Se termina un 2018 cargado de partidos para Ezequiel Casco, pero se avecina un 2019 con objetivos renovados. Después de un año duro, ahora el representante argentino de tenis sobre silla de ruedas encara lo que se viene con optimismo.

“Arranqué muy bien el año, tuvo un bache en la mitad pero lo terminé muy bien. La gira por Sudamérica fue el mejor momento. Es más lindo estar cerca de casa”, le dice a Paradeportes, analizando su temporada.

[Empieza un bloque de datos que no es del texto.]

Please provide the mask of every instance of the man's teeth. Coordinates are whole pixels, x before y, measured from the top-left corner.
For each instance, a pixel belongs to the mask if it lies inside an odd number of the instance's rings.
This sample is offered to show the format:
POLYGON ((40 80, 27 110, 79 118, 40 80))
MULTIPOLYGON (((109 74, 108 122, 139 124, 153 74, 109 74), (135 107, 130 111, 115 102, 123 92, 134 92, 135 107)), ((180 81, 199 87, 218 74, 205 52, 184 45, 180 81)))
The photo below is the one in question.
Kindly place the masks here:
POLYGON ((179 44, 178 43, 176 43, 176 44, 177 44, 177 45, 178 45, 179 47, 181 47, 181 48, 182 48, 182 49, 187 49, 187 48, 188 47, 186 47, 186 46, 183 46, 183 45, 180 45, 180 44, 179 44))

Los entrenamientos ya comenzaron para el “Mono”, dado que el 2 de enero viaja a Arizona para el primer torneo del 2019. Actualmente está en el puesto 35 del ranking. Nuevamente será parte de una gira por Europa de cuatro meses de duración, a partir de abril.

Uno de sus objetivos para el año que se avecina justamente pasa por esa lista: “Quiero subir un poco y estar entre los primeros 20. Poder mantenerme en ese top”. El otro es Lima 2019: a sus 25 años, y después de la medalla dorada junto a Gustavo Fernández en el dobles de Toronto 2015, ahora los Juegos Parapanamericanos se asoman como una nueva chance para Casco. “Hay muchas caras conocidas, lo afronto con responsabilidad y preparándome. Ojalá salga todo bien”, cerró.